Vimos que os romances estão imbuídos de uma voz que quer dizer a

verdade, estão voltados para uma re-visão da História, nos três casos questionando os

postulados da História oficial (voz autoritária de uma verdade absoluta), cada um à sua maneira: A gloriosa família explicitando a dimensão intertextual da História e, ainda assim, apontando para uma utopia, para a representação de um mundo possível; As naus questionando os pilares da memória coletiva, construída em torno de uma identidade nacional assentada em “falsos mitos”; e o Catatau questionando a própria lógica racional e, por conseguinte, o poder da linguagem e da representação na configuração de um universo possível.

Essa atitude de escrever contra uma ordem hegemônica faz parte de um amplo movimento do pensamento contemporâneo, que normalmente reivindica para si o adjetivo usualmente chamado de esquerda, que vai desde o engajamento direto, com obras comprometidas com causas políticas, até o outro extremo, do desencanto, com obras filiadas ao pós-modernismo (para Linda Hutcheon, essa linha de pensamento é de esquerda por se opor ao sistema capitalista; para Eagleton, representa o fracasso da esquerda em atacar as questões estruturais do capitalismo). Neste capítulo, faremos um breve panorama desse

movimento, com o propósito de situar os procedimentos estéticos utilizados nos romances aqui em estudo no debate atual acerca da perspectiva política da literatura.

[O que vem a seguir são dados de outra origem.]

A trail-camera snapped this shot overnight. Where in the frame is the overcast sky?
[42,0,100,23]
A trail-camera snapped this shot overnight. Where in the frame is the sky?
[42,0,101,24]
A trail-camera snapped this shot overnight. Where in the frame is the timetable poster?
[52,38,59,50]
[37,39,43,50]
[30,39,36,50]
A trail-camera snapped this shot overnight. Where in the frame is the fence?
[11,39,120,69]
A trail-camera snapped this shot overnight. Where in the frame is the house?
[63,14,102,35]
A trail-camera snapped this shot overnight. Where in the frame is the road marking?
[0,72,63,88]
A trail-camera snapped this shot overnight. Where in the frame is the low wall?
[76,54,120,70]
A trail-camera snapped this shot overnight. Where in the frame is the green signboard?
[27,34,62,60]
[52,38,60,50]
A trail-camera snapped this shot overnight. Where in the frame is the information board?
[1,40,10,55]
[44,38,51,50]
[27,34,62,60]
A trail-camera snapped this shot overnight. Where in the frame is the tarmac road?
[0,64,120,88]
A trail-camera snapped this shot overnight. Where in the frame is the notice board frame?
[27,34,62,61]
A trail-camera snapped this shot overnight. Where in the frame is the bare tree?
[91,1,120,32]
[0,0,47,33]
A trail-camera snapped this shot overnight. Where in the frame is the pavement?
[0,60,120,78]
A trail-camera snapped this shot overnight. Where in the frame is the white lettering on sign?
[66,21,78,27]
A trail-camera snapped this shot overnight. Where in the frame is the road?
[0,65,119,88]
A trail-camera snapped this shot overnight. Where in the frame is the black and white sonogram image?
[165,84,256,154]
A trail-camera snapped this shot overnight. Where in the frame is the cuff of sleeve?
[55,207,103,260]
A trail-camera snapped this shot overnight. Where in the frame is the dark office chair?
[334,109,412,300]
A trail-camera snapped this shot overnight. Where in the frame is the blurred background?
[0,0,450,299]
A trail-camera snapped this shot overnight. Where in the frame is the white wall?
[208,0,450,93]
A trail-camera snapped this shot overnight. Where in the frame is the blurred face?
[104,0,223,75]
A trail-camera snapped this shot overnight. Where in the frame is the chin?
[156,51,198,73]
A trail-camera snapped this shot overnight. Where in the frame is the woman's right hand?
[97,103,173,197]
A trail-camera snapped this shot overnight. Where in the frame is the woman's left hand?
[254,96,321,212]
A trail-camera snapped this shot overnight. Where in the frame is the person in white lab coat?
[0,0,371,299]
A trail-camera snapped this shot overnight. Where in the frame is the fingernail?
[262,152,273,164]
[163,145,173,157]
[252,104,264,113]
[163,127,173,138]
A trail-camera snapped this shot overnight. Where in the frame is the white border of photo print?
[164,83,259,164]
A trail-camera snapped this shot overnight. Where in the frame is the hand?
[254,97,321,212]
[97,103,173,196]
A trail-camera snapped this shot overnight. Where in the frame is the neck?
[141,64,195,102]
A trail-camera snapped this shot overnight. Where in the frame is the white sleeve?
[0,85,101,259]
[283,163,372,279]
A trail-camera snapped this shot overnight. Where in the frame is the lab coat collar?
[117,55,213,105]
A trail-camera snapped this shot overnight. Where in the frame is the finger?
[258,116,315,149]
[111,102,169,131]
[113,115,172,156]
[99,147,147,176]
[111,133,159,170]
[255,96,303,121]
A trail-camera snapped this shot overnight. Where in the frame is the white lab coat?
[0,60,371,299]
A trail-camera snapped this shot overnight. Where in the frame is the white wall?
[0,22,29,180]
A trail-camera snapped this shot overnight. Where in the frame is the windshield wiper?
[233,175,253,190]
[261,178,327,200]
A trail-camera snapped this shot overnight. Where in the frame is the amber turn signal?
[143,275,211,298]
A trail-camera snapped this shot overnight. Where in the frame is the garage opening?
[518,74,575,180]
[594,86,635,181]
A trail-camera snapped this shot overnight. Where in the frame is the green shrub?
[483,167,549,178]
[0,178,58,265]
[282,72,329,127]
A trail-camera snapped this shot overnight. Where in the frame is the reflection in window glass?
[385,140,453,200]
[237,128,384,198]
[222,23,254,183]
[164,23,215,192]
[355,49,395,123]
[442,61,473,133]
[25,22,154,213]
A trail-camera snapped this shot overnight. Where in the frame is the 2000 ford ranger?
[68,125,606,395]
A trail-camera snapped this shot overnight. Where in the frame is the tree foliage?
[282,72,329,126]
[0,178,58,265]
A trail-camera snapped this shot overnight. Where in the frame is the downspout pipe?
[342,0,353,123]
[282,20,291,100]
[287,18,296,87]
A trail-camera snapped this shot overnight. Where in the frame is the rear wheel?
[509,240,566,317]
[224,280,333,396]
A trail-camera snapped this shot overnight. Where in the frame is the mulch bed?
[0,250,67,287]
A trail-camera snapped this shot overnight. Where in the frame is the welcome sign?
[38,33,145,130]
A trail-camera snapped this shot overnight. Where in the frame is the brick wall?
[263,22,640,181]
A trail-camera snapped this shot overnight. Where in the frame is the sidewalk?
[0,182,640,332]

Como o discurso social delimitou-se em torno do nacionalismo e da identidade nacional, iniciaremos abordando esse tópico; em seguida, passaremos ao panorama do pensamento de esquerda; depois, situaremos as três obras nesse panorama, buscando perceber em que medida os procedimentos estéticos do pós-modernismo, utilizados em graus variados nas três obras, são absorvidos pelo propósito político de explicitar as condições de dominação do sistema sócio-econômico-político envolvido pelas narrativas em foco, e em que medida suas socialidades remetem ao momento sócio-histórico contemporâneo. As implicações epistemológicas das questões emergidas neste e no segundo capítulos − a existência de uma verdade, as distinções entre ficção e história, o valor da obra de arte − serão abordadas no próximo sob o enfoque do materialismo histórico dialético, concluindo, assim, nossa investigação sobre o aspecto político do romance.